January 25, 2006

Psst, I Got the Stuff

I’ve just been diagnosed as bipolar and I’m feeling really great about it!

This is serious, folks, and this is a nonfiction post. A couple of times on this blog I’ve alluded glancingly to the fact that I’ve been in treatment for depression over the years. In fact my life could be divided into two eras: the time when I was depressed and the time when I was treated for depression. The treatment, dating from my mid-thirties, has been successful – I’m a lot happier now than I was in my youth – but often I’ve felt that other problematic dimensions of my personality had been left untouched: dimensions of anxiety and anger, specifically.

I’m a kind, patient, peaceful person most of the time but all my life I’ve been prone to irritability over small slights and frustrations, and periodically I’ve been known to explode in anger at the drop of a hat, about almost nothing. (There’s a history of this in my father’s family.) It’s caused too much misery to me and to the people I love, who’ve received most of my anger. It was a big factor in the breakup of my first marriage. (I’m not going to link to that here; a link seems too flippant.) Over the years this trait has diminished in frequency, but on the occasions when it has resurfaced it has been as ugly as ever.

When I first got treated for depression my psychiatrist thought I might be bipolar too, but a brief trial of lithium proved unpleasant. Since then, self-help efforts augmented by antidepressants have got me through pretty well. But paradoxically, as I’ve felt happier about my life, I’ve been more susceptible to elation. It’s fun to feel elated, but the “up” periods are when it’s most likely for me to burst into anger. At the top of a mood curve, I sometimes explode. This is a bipolar symptom, and the conjunction between elation and anger is something my loved ones probably haven’t been aware of. My moods are most dangerous not when I’m down but when I’m up.

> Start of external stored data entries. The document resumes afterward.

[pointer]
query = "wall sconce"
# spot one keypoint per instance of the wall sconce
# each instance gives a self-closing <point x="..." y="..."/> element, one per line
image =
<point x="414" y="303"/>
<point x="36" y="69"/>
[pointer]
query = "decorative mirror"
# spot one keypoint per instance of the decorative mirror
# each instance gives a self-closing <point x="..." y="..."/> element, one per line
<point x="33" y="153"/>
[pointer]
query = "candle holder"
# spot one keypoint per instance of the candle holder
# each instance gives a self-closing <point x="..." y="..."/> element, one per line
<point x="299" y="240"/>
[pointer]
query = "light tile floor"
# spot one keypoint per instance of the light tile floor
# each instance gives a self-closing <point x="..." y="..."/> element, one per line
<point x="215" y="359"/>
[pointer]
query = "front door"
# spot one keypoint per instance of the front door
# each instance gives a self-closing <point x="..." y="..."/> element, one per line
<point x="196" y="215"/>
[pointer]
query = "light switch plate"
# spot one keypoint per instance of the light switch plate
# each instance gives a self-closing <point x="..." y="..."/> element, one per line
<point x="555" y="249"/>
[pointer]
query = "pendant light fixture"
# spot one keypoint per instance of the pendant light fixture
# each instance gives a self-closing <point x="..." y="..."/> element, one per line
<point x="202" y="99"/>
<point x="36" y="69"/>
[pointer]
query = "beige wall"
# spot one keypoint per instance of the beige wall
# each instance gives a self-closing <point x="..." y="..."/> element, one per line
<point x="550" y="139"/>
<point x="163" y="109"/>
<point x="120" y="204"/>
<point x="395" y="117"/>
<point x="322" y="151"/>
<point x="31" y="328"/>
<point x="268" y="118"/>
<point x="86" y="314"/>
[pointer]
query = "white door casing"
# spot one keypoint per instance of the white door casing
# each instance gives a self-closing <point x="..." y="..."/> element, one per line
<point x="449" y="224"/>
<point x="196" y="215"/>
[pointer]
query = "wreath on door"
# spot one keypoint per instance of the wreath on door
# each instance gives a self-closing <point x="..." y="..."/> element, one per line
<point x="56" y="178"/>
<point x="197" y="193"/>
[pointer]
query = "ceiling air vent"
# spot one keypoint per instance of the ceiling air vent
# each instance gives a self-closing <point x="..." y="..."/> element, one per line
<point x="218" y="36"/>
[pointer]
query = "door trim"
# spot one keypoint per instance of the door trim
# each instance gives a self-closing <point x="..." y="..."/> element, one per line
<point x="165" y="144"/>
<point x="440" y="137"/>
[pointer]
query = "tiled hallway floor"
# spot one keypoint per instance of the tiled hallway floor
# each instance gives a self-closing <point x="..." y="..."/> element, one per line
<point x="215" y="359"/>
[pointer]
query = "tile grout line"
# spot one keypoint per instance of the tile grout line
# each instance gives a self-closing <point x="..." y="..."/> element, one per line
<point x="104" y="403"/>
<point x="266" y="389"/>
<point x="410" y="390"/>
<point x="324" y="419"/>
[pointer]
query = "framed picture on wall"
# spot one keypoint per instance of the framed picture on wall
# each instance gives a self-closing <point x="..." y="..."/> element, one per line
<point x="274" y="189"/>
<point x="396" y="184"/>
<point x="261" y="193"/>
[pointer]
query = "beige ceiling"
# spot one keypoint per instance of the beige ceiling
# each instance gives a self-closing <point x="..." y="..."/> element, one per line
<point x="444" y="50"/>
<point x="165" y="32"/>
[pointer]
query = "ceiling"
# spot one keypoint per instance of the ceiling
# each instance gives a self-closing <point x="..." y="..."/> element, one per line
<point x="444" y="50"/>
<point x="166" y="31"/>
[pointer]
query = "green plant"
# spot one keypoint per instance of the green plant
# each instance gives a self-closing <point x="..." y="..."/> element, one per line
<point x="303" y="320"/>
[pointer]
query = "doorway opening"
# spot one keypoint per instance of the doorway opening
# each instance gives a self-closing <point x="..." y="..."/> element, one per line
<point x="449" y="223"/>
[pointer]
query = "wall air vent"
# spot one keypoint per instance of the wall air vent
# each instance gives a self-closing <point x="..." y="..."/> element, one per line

To make a long story short, I exploded in anger at my wife a week ago at a time when she and I had been feeling especially loving, especially optimistic about our relationship. I was shouting and cursing abusively and a millimeter away from violence, a line that thank God I have never crossed. The damage has not yet been fully repaired, but it was soon obvious to me that I needed finally to get help.

Yesterday I talked to my family doctor for a while and he agreed that I should get an evaluation from a psychiatrist. Health insurance companies nowadays are not especially eager to certify psychiatric consultations – you’re more likely to be sent to a talk therapist first – but my doctor advised me to state my case strongly, and the insurance company gave me a list of the four – count ‘em – psychiatrists in Austin who belong to their network and who are accepting new patients. I called one, and the receptionist wanted to give me an appointment in March, but I pleaded marital crisis and she very nicely found an opening that very day, if I could get there in thirty minutes. Which I could.

The psychiatrist was a nice young man out of Southern Methodist University, with no visible personality quirks, who interviewed me by repeating, with elaboration, the questions from the intake form I had filled out in his waiting room. He feels, and I agree, that I fit into the new, fluid category-in-progress of unspecified bipolar disorders which are treated with mood stabilizers, not with lithium. It’s a middle range, less severe than manic-depressive psychosis, but nevertheless troubling in people’s lives. I don’t go on spending sprees, I don’t talk through the night about grandiose plans and charter planes to other continents, but my moods are always cycling, nonstop – so rapidly, in fact, that the major reason for uncertainty about whether I fit the diagnostic category is that I don’t know if I’ve ever had an elation that lasted more than the requisite four days. As I wrote in my journal a few years ago and repeated in an earlier post, I am always happy and always sad.

The phases of mood are as palpable to me as the difference between sugar and salt, or between water and air. They are physiologically distinct states; I know them by touch; I practically greet them – sometimes with gladness, sometimes with trepidation – when they cross my threshold.

So the shrink gave me this stuff, and it’s supposed to take about a month to start showing effects. I’m wondering how it will affect my writing – I’ve sometimes thought that riding the mood curve was the real secret of creativity, and I’ve also thought that in order to write something really worthwhile I had to be either rejoicing or in despair. But I prefer to think that those romantic opinions were the syndrome justifying itself. I hope that by advancing in maturity I’ll find things to write about I haven’t found before. And if not – well, six books isn’t a bad total, and other things are more important. I pray that a third era in my life is beginning.

I’ve been wondering whether I should tell you all this, but when I first decided to become a writer, self-disclosure was part of the bargain. Now you know everything about me.